In casu, no que tange às perícias pleiteadas, sem desconsiderar os argumentos defensivos, não vislumbro a necessidade da produção da referida prova, sobretudo diante do sólido acervo probatório existente nos autos, o qual permite o correto deslinde do feito, razão pela qual não há, por certo, cerceamento de defesa ou violação do contraditório, mormente ao se considerar que o magistrado não está adstrito a deferir a produção de provas que reputar impertinentes ao deslinde da ação penal.

Outrossim, embora a análise meritória encontre momento próprio, entendo pertinente transcrever parte do depoimento da testemunha Ademirson Moreira Faria:

"(...) Que o declarante afirma que nunca esteve no município de Pirapora-MG; Que nunca prestou serviços para a prefeitura do referido município, tampouco a qualquer pessoa de lá (...)" "(...) Que durante o tempo em que os carros permaneceram com o declarante, não se lembra de terem saído do município Alexânia-GO; Que não sabe informar porque consta seu nome como proprietário de um veículo abastecido pela prefeitura do citado município". (fl. 129 dos autos nº 0512.13.002562-4). (Negritado por este Juízo).

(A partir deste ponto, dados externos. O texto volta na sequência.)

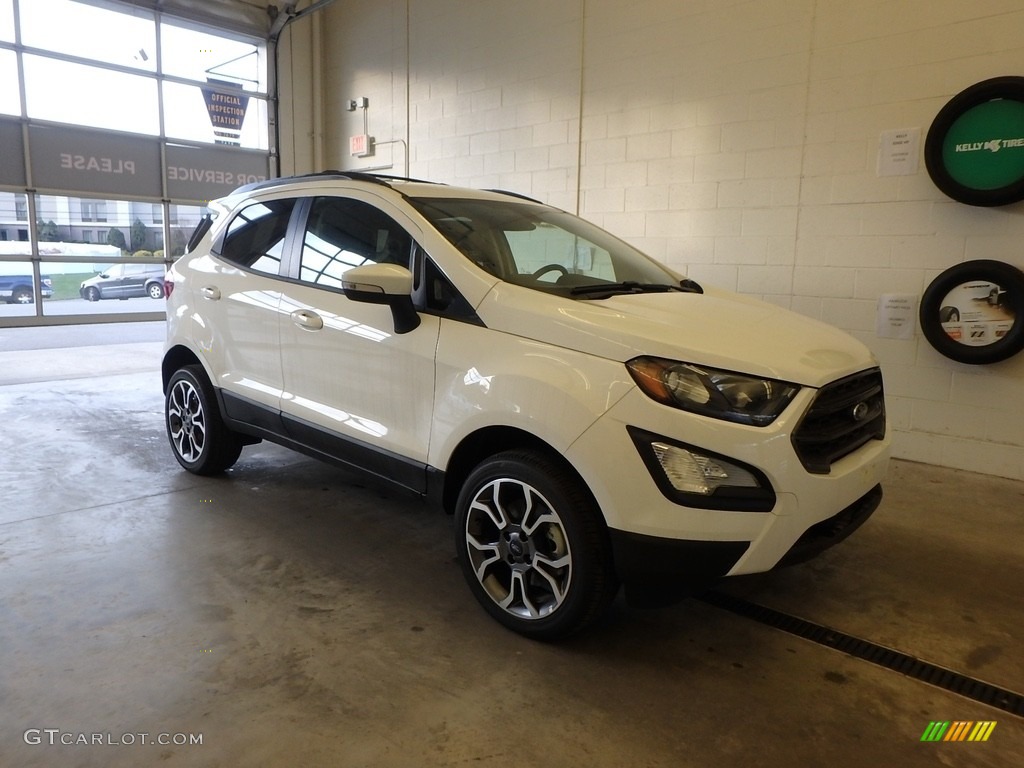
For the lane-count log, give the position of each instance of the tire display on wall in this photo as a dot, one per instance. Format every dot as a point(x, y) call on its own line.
point(974, 312)
point(975, 147)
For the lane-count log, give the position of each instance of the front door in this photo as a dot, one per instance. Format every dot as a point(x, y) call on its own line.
point(353, 387)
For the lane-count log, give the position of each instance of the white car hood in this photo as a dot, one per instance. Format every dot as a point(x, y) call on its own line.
point(716, 329)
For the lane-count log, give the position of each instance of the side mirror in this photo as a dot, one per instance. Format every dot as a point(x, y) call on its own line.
point(384, 284)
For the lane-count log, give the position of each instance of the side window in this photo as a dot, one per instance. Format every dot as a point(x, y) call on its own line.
point(255, 238)
point(342, 233)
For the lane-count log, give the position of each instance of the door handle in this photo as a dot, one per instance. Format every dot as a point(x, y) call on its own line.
point(307, 318)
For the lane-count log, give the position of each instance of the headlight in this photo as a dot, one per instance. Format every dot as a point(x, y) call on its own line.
point(720, 394)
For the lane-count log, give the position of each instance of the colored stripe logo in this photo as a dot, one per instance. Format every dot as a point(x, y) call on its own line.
point(958, 730)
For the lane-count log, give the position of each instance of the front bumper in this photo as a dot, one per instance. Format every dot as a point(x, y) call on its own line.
point(657, 540)
point(660, 571)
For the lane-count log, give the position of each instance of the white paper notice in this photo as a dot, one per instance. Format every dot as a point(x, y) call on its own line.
point(898, 151)
point(897, 315)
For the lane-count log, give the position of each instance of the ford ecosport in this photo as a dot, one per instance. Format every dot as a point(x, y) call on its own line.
point(590, 417)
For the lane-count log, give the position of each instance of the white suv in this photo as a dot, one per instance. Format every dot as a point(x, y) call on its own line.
point(589, 416)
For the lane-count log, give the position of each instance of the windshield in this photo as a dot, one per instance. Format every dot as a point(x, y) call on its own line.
point(540, 247)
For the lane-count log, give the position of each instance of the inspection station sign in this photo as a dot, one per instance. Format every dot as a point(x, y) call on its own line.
point(226, 109)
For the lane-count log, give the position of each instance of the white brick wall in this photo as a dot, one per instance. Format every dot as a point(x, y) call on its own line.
point(736, 140)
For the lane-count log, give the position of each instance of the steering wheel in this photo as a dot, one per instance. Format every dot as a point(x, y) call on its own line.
point(549, 268)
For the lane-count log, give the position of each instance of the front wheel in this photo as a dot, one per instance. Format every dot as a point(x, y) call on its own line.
point(534, 547)
point(201, 441)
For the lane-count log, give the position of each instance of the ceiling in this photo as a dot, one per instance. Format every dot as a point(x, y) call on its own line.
point(249, 16)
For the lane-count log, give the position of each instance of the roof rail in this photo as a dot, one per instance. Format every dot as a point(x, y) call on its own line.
point(374, 178)
point(515, 195)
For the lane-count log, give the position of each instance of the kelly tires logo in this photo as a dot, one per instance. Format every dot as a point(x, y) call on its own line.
point(975, 148)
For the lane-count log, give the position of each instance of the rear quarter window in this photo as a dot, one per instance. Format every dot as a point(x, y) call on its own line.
point(255, 238)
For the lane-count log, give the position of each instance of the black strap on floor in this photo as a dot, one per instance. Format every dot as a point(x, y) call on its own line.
point(932, 674)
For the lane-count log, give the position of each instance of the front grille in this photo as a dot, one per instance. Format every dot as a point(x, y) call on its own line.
point(843, 417)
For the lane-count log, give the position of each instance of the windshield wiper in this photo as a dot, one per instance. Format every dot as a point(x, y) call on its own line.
point(630, 286)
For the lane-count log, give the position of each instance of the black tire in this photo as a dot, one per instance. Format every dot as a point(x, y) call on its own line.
point(1011, 88)
point(540, 561)
point(934, 311)
point(200, 440)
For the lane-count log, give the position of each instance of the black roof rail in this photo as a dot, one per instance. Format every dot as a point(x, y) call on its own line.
point(374, 178)
point(516, 195)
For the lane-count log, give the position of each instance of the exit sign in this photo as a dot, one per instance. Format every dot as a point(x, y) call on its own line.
point(360, 145)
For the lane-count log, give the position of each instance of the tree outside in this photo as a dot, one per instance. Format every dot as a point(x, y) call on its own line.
point(139, 236)
point(116, 238)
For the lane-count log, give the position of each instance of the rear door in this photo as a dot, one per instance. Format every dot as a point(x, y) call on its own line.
point(353, 387)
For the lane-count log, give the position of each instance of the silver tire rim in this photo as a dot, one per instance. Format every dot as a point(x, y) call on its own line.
point(186, 420)
point(518, 549)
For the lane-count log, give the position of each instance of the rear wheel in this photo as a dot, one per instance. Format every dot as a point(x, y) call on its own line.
point(201, 441)
point(534, 547)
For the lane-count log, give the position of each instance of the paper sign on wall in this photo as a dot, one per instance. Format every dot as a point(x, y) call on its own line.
point(897, 315)
point(898, 152)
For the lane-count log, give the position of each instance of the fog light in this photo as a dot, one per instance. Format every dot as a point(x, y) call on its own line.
point(690, 472)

Por sua vez, Rafael Joaquim Quirino, à fl. 28 dos autos anteriormente mencionados, consignou que:

"(...) que o depoente é o proprietário do veículo VW gol, placa GUX-0091; que é o depoente quem utiliza o referido veículo; que não sabe explicar a razão pela qual o seu veículo consta como abastecido às custas da Prefeitura Municipal de Pirapora; que adquiriu o veículo, salvo melhor juízo, em novembro de 2011, no estabelecimento Wilton Car, situado na Rua Rio Grande do Sul, em número que não se recorda; que desde a data da aquisição, o automóvel nunca foi abastecido pela Prefeitura de Pirapora, esclarecendo que nunca emprestou o seu carro a ninguém; que adquiriu o veículo da pessoa de Adonai, Brasileiro, policial civil lotado na cidade de Pirapora; que conhece o Posto São Francisco, acrescentando que nunca abasteceu o seu veículo naquele local; que nunca foi ao referido posto, tampouco ouviu dizer quem seria o seu proprietário" (Negritado por este Juízo).

 

Ademais, o entendimento ora apresentado está em conformidade com a remansosa jurisprudência do Supremo Tribunal Federal no sentido de que não configura constrangimento ilegal o indeferimento de produção de prova pericial, desde que devidamente fundamentado.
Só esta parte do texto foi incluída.